DB FX Daily: London Strong US Data Not Enough to Turn Rate Differential Trend in Favo
FX Daily: London
Strong US Data Not Enough to Turn Rate Differential Trend in Favour of USD (yet)
Despite the strong US labour report at the end of last week, the dollar has broadly returned to the level it was trading at before the data release. Indeed, one of the key drivers of the dollar (at least versus euro), the 2-year rate differential, has not convincingly turned in favour of the dollar (see first chart). Inflation risks, though, appear to have subsided at least according to the US yield curve and implied inflation expectations from the TIPS market. Therefore, the macro backdrop for the dollar has turned somewhat more positive of late. This week's speeches by Fed officials (and FOMC minutes), coupled with an ECB meeting, will bring the attention back to central banks, and this could provide the cue for the next major move in the dollar. In the meantime, we prefer to stay on the sidelines for the dollar.

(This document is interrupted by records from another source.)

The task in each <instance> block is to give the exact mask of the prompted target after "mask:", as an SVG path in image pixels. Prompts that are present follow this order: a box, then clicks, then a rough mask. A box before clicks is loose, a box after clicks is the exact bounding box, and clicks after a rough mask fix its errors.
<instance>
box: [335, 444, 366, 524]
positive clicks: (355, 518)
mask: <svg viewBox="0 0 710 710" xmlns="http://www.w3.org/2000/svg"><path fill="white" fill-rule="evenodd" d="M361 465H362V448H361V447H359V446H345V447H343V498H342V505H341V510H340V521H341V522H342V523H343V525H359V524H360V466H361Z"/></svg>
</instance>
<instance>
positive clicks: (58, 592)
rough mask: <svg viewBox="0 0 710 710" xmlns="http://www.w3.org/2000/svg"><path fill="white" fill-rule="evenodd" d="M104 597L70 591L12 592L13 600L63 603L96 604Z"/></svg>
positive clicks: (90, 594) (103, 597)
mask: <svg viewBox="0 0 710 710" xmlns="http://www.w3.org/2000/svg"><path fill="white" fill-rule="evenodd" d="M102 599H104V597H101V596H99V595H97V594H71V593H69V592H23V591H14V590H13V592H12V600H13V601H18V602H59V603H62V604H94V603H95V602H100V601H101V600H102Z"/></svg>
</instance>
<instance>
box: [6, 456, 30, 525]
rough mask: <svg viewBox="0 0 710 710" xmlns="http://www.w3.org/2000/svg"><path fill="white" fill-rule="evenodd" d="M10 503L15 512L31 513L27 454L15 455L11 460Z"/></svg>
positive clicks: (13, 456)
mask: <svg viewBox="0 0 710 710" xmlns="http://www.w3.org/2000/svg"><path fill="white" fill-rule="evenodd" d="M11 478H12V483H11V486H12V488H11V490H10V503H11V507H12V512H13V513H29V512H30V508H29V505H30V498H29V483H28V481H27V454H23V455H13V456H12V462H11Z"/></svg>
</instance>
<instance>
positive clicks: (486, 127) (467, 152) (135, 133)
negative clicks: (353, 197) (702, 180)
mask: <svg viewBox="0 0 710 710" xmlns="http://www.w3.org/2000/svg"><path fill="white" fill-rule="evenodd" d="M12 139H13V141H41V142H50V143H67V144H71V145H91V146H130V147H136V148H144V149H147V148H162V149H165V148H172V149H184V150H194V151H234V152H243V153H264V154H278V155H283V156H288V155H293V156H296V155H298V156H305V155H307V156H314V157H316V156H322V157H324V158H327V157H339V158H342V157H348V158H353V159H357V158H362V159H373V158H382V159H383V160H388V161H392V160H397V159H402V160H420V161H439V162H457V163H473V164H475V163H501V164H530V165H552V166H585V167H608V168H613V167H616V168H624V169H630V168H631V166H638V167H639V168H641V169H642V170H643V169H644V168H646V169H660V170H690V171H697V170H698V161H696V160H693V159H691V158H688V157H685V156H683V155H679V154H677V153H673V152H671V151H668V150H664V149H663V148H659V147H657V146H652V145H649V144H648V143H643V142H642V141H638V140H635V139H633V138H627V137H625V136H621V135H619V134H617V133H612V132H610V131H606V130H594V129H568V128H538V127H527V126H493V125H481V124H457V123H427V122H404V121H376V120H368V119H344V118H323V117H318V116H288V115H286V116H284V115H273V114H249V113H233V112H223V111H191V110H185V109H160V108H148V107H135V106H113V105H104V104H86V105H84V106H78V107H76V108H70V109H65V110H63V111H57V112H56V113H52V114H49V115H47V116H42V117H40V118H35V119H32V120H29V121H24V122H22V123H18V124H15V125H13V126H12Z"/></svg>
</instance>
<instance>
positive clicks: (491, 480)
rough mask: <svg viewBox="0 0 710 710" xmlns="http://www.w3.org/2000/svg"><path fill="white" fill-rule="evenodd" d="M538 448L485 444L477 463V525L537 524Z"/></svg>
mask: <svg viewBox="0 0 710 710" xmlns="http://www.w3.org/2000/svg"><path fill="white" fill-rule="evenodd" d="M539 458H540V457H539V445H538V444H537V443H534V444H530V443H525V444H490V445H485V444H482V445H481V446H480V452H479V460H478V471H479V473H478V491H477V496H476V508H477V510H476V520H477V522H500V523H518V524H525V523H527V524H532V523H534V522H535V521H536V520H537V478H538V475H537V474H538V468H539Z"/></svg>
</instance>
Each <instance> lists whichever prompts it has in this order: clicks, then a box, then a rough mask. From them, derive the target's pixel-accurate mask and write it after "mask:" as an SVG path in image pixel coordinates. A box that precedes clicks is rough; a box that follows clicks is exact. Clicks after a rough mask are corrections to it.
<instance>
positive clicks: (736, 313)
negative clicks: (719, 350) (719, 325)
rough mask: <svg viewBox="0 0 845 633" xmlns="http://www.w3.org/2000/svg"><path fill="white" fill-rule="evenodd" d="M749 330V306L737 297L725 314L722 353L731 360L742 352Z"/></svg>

Keep an Eye on Volatility for G10 Carry
G10 FX carry trades have continued to perform well in recent days. High-yielders, such as the AUD, have reached new highs, while many of the low-yielders have been falling. Indeed, crosses such as EUR/JPY and EUR/CHF have touched highs for 2007 in recent days. The triggers for the end-February /early March carry unwind, such as turmoil in other markets or a BoJ hike, appear unlikely to emerge in the short-run. Perhaps more importantly, the fact that volatility has yet to return to the pre-unwind levels, though it has been falling, suggests that the market is still fearful of an unwind (see second chart). A key signal for the next round of unwinds would be complacency, so the level of volatility may prove be to a useful marker for that. Indeed, we continue to recommend staying out of G10 carry trades as we believe valuation concerns will lead to more unwinds over the course of 2007.